L'Abri was surprisingly liberal for an evangelical community in those days. Bob Dylan played on the stereo; his parents never judged anyone because of sexual orientation; and pregnant single women were frequent, welcome visitors.
His parents may have been mountain gurus, but their books were becoming the standard texts for American evangelicals. His father wrote more than 20 books with such titles as Genesis in Space and Time and The God Who is There. Between those books and the occasional lecture back in the States, the reclusive couple was connecting with evangelicals and their leaders in a profound way, Mr. Schaeffer explained.
Then came Roe vs. Wade, the U. S. Supreme Court decision that legalized abortion across the country, and things began to change dramatically for the Schaeffers.
Frank Schaeffer was newly married and a new father, and the idea of abortion on demand outraged him. He began to lobby his father to take a stand on the issue.
Back then, the words "religious" and "right" were as separate as church and state. Protestants thought of abortion as a Catholic issue -- and they did not care much for Catholics -- and evangelical pastors, even the big name stars, concerned themselves solely with winning souls for Christ.
"When Roe came along, in terms of evangelical leadership, my Dad and I were the only ones talking about it. Falwell was not involved in politics at all. Robertson was just getting going. Most of these people were following the Billy Graham mode: 'We're evangelists, we're preaching Jesus, we're not into politics.' Essentially, it was the example my dad set turning people towards these issues which then took on a political life because later they became part of the Republican Party platform."
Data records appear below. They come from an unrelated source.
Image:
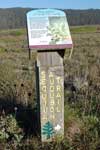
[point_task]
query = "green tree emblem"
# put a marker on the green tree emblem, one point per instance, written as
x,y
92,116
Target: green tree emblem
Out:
x,y
48,130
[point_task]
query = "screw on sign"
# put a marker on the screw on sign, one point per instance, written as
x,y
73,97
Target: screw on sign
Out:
x,y
49,35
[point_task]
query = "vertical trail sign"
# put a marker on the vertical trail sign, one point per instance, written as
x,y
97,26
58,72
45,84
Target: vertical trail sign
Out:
x,y
48,33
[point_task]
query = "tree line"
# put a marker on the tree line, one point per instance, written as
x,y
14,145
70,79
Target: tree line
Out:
x,y
11,18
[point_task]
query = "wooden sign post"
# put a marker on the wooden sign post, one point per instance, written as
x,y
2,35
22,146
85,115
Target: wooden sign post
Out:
x,y
49,34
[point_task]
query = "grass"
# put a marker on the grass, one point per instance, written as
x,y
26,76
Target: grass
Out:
x,y
82,88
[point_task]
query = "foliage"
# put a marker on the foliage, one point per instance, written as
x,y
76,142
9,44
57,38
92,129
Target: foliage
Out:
x,y
9,129
82,93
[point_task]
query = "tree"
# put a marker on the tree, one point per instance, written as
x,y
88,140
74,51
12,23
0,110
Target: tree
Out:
x,y
48,130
Mr. Schaeffer said it was the Republicans, not the Democrats, who quickly realized they could organize evangelicals for their own benefit. They were good at fundraising, they had huge mailing lists and "nothing could raise funds so quickly as saving babies."
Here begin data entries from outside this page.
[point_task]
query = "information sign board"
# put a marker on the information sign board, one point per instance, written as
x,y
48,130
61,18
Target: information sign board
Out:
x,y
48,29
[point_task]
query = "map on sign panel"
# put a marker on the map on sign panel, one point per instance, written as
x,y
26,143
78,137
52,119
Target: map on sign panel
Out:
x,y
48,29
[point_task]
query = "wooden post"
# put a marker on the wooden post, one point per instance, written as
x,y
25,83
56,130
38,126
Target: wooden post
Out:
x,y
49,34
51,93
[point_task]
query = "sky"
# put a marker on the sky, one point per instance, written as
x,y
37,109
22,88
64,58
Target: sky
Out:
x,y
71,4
"Then the message was: To be a good Christian it is no longer enough to believe in Jesus, but you also have to want to save babies. And since the only people doing anything about this are the Republicans, to be a good Christian you have to vote Republican," Mr. Schaeffer said.
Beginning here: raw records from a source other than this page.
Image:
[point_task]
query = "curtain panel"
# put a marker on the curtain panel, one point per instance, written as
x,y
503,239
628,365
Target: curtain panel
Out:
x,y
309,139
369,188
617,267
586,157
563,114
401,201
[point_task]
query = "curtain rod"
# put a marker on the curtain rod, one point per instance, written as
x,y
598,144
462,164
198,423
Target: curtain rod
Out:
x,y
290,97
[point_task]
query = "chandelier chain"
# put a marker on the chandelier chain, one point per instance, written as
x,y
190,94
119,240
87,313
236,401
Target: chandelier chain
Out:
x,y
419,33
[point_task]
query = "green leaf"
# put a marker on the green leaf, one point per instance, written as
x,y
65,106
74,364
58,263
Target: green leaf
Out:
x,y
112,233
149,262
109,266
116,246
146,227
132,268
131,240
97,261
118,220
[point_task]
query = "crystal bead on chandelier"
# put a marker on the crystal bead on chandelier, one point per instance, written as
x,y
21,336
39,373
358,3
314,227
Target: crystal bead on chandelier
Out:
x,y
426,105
"Fast forward to the present. Once that model became something that worked, they looked for new issues, because you can't keep selling people the same used car. Now we've got to stand against gays, gay unions; for prayer in schools, and the public display of the Ten Commandments," he said. "The energy of the religious right suddenly became this thing looking for emotive issues that will replicate the fire the pro-life movement generated.... You had to keep feeding it red meat. And the red meat is always a dramatic issue of right and wrong.... So if George W. Bush doesn't believe in global warming, then we don't believe in it either."
Mr. Schaeffer believes the religious right hit its high-water mark with Mr. Bush and that the Republican Party has become a weakened political force--for now.
But he fears there's been a fanatical core of extremists left behind, such as the man accused of killing abortion doctor George Tiller in Kansas.
"I think the religious right is more dangerous, not less.... You have a very angry group of people. Armed and dangerous. And they have a certain element of desperation."
Mr. Schaeffer is no longer an evangelical. He joined a Greek Orthodox church where the emphasis is not on the sermons or the preachers, but on the mystical liturgy.
Despite his great disillusionment with the faithful, he said he never really thought of abandoning religion and God altogether because it has been bred into the bone from his years at L'Abri.
"The irony is, if I wanted to be an atheist, I'd pray to God and ask him to help me."